Planning to Be On Time


Often the number one complaint practice staff receive is related to patients having to wait. In our modern busy lives, the unpredictability of a medical practice can be difficult to accommodate. As a practice it’s easy to just throw our hands up and say there is nothing we can do. There are however some practices (and GPs) who do seem to have better on-time performance.  


We have asked some team members from practices known for being on time for some tips.


Top 5 tips for being on time – from a practice manager extraordinaire:


1.    Make sure staff are resourced with what they need for the next day prior to leaving for the day. Roster support staff to commence 10-15 minutes prior to the first consultation.


2.    Consider using voice recognition technology to reduce the paperwork burden.


3.    Use automated appointment reminders to reduce no-show and late presentations.


4.    Consider flagging people who are chronically late and telling them their appointment is scheduled earlier than what is in the calendar (make sure all staff know about this!).


5.    Have a “next in line” chair close to the GP consulting room door where the next patient can sit – ready to be taken in quickly.


Top 5 tips for being on time – from a busy mum and GP:


1.    Arrive early. This will also allow time to check results that have come in for emergencies.

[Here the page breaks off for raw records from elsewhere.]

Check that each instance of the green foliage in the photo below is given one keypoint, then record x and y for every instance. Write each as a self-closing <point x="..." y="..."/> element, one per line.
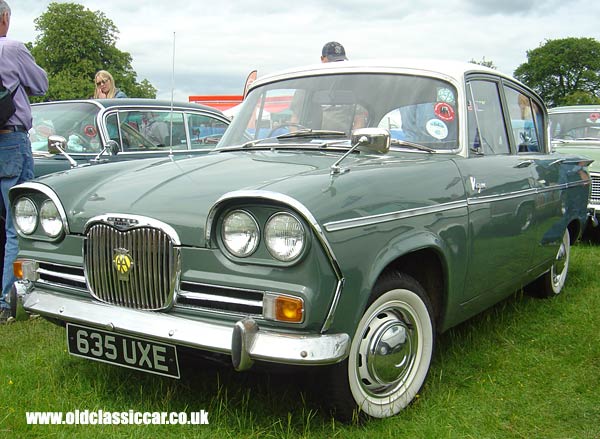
<point x="73" y="44"/>
<point x="485" y="63"/>
<point x="564" y="71"/>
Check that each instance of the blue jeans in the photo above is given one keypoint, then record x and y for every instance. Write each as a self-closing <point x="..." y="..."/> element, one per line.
<point x="16" y="166"/>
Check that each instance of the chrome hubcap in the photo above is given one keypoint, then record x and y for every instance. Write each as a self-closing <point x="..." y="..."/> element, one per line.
<point x="387" y="352"/>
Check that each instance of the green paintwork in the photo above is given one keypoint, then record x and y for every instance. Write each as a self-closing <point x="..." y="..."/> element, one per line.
<point x="394" y="210"/>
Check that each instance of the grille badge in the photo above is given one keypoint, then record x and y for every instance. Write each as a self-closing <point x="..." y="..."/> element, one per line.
<point x="122" y="223"/>
<point x="123" y="263"/>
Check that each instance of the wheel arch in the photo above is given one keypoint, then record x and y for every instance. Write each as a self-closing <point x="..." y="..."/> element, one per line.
<point x="425" y="260"/>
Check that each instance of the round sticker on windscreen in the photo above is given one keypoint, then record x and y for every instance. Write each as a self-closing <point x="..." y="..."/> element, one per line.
<point x="437" y="129"/>
<point x="594" y="118"/>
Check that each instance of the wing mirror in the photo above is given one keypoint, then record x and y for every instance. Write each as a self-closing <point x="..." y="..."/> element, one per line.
<point x="58" y="145"/>
<point x="372" y="140"/>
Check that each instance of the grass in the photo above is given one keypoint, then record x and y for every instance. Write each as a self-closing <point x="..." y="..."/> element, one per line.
<point x="526" y="368"/>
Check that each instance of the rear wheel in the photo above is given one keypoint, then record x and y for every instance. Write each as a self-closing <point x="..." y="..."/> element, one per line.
<point x="390" y="354"/>
<point x="551" y="283"/>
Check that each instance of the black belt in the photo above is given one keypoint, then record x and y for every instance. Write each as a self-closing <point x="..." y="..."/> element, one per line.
<point x="12" y="129"/>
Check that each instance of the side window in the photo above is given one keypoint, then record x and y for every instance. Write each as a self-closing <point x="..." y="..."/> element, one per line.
<point x="525" y="118"/>
<point x="149" y="130"/>
<point x="486" y="128"/>
<point x="204" y="130"/>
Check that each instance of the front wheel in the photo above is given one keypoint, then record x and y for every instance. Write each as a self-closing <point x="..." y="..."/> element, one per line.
<point x="390" y="354"/>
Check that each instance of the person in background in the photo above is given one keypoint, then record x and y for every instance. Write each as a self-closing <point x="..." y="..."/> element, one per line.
<point x="21" y="74"/>
<point x="105" y="86"/>
<point x="332" y="52"/>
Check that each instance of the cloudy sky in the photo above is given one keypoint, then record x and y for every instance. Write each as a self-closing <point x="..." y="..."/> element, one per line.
<point x="216" y="44"/>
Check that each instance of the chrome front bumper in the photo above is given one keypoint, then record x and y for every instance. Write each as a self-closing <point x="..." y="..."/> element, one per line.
<point x="244" y="341"/>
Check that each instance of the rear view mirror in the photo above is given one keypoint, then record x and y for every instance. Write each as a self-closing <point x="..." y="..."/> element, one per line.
<point x="56" y="144"/>
<point x="372" y="140"/>
<point x="334" y="97"/>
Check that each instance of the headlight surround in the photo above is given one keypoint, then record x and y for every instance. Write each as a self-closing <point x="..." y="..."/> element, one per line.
<point x="50" y="219"/>
<point x="285" y="237"/>
<point x="26" y="215"/>
<point x="240" y="233"/>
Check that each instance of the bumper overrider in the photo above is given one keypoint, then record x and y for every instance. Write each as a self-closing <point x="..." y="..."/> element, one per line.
<point x="244" y="340"/>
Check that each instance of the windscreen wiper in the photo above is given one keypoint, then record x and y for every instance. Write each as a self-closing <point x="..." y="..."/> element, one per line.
<point x="310" y="133"/>
<point x="411" y="145"/>
<point x="300" y="134"/>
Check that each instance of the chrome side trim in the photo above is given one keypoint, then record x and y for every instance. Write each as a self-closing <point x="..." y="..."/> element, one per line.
<point x="267" y="344"/>
<point x="501" y="197"/>
<point x="307" y="216"/>
<point x="50" y="194"/>
<point x="350" y="223"/>
<point x="335" y="226"/>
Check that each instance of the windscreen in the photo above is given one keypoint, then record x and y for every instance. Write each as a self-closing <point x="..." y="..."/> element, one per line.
<point x="415" y="108"/>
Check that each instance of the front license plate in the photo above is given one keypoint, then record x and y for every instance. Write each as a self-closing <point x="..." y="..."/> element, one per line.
<point x="122" y="350"/>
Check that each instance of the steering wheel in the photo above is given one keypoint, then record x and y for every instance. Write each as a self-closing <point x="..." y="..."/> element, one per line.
<point x="283" y="125"/>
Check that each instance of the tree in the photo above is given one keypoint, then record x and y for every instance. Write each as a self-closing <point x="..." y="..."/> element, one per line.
<point x="484" y="62"/>
<point x="73" y="44"/>
<point x="564" y="71"/>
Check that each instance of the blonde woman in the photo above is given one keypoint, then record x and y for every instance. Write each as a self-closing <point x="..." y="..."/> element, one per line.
<point x="105" y="86"/>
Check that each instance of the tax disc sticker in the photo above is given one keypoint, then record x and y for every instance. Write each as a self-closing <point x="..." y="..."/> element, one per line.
<point x="444" y="111"/>
<point x="594" y="118"/>
<point x="437" y="129"/>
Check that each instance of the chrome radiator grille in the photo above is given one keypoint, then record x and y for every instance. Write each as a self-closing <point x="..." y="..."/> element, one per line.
<point x="137" y="268"/>
<point x="595" y="193"/>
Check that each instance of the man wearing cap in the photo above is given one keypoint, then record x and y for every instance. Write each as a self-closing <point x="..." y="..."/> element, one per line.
<point x="21" y="75"/>
<point x="333" y="51"/>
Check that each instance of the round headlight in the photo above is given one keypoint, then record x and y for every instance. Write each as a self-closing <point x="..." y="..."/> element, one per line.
<point x="50" y="219"/>
<point x="284" y="237"/>
<point x="240" y="233"/>
<point x="25" y="216"/>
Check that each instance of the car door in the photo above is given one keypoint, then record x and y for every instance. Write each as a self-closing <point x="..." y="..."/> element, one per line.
<point x="501" y="197"/>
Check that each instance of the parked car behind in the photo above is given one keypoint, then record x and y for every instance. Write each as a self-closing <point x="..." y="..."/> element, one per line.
<point x="350" y="213"/>
<point x="138" y="128"/>
<point x="576" y="130"/>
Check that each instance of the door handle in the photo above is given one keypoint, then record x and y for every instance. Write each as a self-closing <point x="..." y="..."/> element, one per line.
<point x="524" y="164"/>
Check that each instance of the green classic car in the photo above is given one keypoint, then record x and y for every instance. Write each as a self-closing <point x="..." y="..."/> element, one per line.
<point x="107" y="130"/>
<point x="576" y="130"/>
<point x="351" y="211"/>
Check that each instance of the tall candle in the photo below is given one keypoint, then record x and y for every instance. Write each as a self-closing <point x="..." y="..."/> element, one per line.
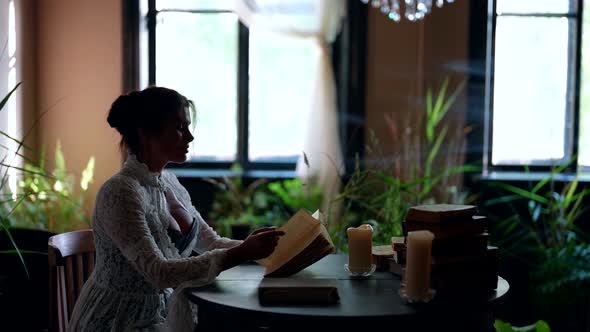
<point x="418" y="258"/>
<point x="360" y="247"/>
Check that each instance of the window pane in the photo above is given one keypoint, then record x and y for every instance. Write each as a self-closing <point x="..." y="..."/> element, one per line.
<point x="281" y="78"/>
<point x="194" y="5"/>
<point x="530" y="84"/>
<point x="535" y="6"/>
<point x="197" y="55"/>
<point x="584" y="140"/>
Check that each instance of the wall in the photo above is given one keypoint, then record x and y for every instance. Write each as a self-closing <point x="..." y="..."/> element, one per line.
<point x="79" y="62"/>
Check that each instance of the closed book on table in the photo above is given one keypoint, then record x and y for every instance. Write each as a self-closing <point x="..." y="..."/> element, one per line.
<point x="441" y="213"/>
<point x="473" y="225"/>
<point x="471" y="273"/>
<point x="281" y="291"/>
<point x="306" y="241"/>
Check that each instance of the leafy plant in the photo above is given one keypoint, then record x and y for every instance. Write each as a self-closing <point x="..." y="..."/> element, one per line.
<point x="542" y="232"/>
<point x="7" y="206"/>
<point x="51" y="202"/>
<point x="539" y="326"/>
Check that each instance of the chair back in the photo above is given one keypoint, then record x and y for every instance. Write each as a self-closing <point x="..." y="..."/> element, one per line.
<point x="71" y="261"/>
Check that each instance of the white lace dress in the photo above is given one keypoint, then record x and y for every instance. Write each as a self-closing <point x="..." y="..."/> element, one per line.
<point x="137" y="265"/>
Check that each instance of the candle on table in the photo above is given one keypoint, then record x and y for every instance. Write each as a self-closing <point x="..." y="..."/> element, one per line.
<point x="418" y="257"/>
<point x="359" y="247"/>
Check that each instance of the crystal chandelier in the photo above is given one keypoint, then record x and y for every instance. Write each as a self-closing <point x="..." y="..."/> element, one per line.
<point x="414" y="9"/>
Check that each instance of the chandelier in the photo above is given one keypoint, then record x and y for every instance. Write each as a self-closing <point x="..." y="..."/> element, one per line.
<point x="414" y="9"/>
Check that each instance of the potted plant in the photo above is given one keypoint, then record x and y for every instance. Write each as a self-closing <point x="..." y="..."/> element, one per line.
<point x="541" y="234"/>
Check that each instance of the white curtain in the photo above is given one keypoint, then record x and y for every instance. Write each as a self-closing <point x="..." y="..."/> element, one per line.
<point x="320" y="20"/>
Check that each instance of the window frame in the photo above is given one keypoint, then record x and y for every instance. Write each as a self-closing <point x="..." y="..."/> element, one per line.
<point x="243" y="89"/>
<point x="572" y="95"/>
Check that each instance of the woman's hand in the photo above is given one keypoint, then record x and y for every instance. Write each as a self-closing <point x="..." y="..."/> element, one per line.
<point x="259" y="244"/>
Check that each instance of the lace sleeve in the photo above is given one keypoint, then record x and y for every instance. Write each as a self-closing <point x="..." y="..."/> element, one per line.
<point x="121" y="216"/>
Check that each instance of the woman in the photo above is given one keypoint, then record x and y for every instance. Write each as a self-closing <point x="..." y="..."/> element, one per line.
<point x="138" y="213"/>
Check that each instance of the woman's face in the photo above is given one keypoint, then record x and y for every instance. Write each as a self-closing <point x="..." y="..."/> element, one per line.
<point x="171" y="145"/>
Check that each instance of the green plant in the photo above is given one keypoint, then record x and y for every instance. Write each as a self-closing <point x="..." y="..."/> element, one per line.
<point x="542" y="233"/>
<point x="294" y="194"/>
<point x="381" y="194"/>
<point x="539" y="326"/>
<point x="236" y="203"/>
<point x="51" y="202"/>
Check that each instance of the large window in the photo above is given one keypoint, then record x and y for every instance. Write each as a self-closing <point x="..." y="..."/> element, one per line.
<point x="538" y="83"/>
<point x="251" y="87"/>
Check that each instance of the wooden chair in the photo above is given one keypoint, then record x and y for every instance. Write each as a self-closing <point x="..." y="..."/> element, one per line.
<point x="71" y="261"/>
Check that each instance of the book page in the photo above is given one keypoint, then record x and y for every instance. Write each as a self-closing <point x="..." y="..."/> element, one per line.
<point x="300" y="231"/>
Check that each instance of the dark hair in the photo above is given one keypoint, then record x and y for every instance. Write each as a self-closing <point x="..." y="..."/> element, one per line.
<point x="147" y="109"/>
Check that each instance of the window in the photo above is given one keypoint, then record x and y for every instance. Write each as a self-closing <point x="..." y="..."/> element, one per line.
<point x="251" y="88"/>
<point x="538" y="94"/>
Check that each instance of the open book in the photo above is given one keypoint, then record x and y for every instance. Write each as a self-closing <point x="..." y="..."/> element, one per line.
<point x="306" y="241"/>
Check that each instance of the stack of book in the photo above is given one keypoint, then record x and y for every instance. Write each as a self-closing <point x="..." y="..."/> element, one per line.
<point x="461" y="258"/>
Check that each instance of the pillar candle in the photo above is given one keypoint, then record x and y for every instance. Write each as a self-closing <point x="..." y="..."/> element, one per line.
<point x="360" y="247"/>
<point x="418" y="259"/>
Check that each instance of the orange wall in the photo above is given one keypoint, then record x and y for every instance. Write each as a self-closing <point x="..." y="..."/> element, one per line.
<point x="79" y="61"/>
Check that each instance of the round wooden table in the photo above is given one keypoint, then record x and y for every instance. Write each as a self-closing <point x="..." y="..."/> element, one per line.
<point x="231" y="303"/>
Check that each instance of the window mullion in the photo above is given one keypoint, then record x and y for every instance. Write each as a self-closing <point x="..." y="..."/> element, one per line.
<point x="575" y="93"/>
<point x="243" y="95"/>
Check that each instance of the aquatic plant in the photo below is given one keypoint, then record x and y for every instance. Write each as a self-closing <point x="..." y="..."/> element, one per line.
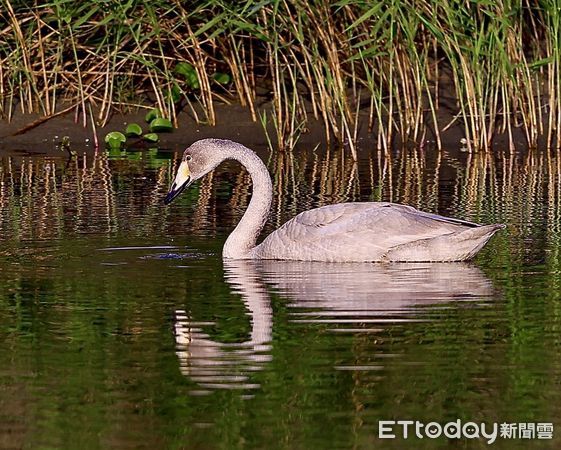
<point x="407" y="69"/>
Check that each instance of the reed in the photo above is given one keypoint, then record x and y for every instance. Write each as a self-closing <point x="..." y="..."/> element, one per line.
<point x="407" y="69"/>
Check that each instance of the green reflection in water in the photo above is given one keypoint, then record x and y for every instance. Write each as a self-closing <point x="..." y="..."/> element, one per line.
<point x="120" y="326"/>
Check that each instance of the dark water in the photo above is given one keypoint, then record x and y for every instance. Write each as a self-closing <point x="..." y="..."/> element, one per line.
<point x="121" y="326"/>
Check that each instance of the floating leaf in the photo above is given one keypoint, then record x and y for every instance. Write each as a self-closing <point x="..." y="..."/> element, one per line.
<point x="174" y="93"/>
<point x="115" y="139"/>
<point x="154" y="113"/>
<point x="160" y="124"/>
<point x="151" y="137"/>
<point x="188" y="72"/>
<point x="221" y="78"/>
<point x="133" y="130"/>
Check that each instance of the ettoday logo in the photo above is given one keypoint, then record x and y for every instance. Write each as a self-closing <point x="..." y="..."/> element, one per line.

Keep the first appointment of the day for urgent cases (e.g. Monday morning CVA).


2.    Have a great receptionist. Mine always booked some people for long appointments (she knew they took more than 15 minutes) and then put “squeeze in” appointments in the slot with them.


3.    Schedule in time for phone calls rather than have interruptions. Obviously medical professionals are put through – otherwise you play phone ping-pong.


4.    Encourage emergencies to see the next available doctor rather than waiting to see you.


5.    If possible, make an hour lunch break, which gives time to catch up so you don’t start the afternoon already late.  


P.S. Once when I ran half an hour late a patient sent me a gorgeous big bunch of flowers, her reason being that I “never run late so I must be having a bad day”.